Poor Max — moral sclerosis! The way he fell in love with that prig’s phrase and kept repeating it: moral sclerosis. Where on earth had he got it from? And all the analogies he kept raking up to go with it. Like our old Sunday school lessons — the world is God’s garden and we are all His flowers, etc. (The Blight of Dishonesty, Aphids of Doubt.) And could there have been a more unsuitable time and place for such an attempt? What sort of show could his awkward honesty make against the sheer rudeness of him? They were all in the right, again, and he was wrong; and I could have kicked him for it. We did not leave the wedding. We stayed on and got rather tight and danced together in an ostentatious solidarity of our own, but I couldn’t say a word to him about the speech, it was so horribly funny, and I suppose that made him ashamed, and he sulked for days.
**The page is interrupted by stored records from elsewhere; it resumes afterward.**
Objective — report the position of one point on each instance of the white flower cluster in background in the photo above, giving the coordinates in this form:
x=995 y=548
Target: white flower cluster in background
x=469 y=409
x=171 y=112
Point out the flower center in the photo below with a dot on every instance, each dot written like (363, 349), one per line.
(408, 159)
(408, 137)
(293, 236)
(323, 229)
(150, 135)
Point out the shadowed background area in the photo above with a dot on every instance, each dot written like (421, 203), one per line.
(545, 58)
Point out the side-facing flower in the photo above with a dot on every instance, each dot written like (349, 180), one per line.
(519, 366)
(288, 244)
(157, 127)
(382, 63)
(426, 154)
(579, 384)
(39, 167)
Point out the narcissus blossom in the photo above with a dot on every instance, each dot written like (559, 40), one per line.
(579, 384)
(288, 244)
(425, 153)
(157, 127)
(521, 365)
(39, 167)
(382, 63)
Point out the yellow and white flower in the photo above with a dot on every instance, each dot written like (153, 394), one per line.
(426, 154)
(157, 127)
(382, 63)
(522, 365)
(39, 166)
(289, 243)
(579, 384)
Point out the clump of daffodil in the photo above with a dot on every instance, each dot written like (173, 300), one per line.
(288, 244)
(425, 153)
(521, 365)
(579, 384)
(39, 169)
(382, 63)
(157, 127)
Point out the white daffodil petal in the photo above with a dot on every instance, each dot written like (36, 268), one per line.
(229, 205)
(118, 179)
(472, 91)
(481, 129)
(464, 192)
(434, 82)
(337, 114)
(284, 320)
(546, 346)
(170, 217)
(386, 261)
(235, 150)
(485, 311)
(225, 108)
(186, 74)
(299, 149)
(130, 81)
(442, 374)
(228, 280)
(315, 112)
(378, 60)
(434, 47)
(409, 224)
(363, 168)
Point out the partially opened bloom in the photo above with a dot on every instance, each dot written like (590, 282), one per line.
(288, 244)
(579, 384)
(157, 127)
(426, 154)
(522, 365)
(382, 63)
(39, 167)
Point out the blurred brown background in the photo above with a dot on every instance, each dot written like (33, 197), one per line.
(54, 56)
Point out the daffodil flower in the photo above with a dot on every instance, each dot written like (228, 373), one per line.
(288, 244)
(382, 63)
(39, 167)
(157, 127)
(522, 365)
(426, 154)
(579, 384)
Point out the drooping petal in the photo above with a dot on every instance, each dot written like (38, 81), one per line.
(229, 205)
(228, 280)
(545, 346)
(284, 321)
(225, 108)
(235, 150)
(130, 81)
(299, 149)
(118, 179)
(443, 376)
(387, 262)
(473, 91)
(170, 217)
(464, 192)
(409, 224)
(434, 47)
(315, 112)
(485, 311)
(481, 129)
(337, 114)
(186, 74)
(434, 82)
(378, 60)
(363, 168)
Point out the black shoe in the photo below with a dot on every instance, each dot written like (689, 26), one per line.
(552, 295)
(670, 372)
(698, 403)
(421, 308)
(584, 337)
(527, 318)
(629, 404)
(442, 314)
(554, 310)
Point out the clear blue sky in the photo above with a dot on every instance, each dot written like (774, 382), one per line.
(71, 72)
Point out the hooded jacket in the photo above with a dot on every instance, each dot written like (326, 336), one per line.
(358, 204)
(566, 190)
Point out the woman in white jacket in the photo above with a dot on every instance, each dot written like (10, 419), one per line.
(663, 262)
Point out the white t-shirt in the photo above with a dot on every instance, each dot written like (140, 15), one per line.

As for the bride, his sister Queenie, home and school had succeeded with her so completely that she did not understand his strange, muddled outburst sufficiently to feel the need to ignore it. ‘What a jawing to give us at our wedding!’ she complained good-naturedly. ‘I thought I was back at school or something! You think because you got married first you can lecture me like an old grandpa!’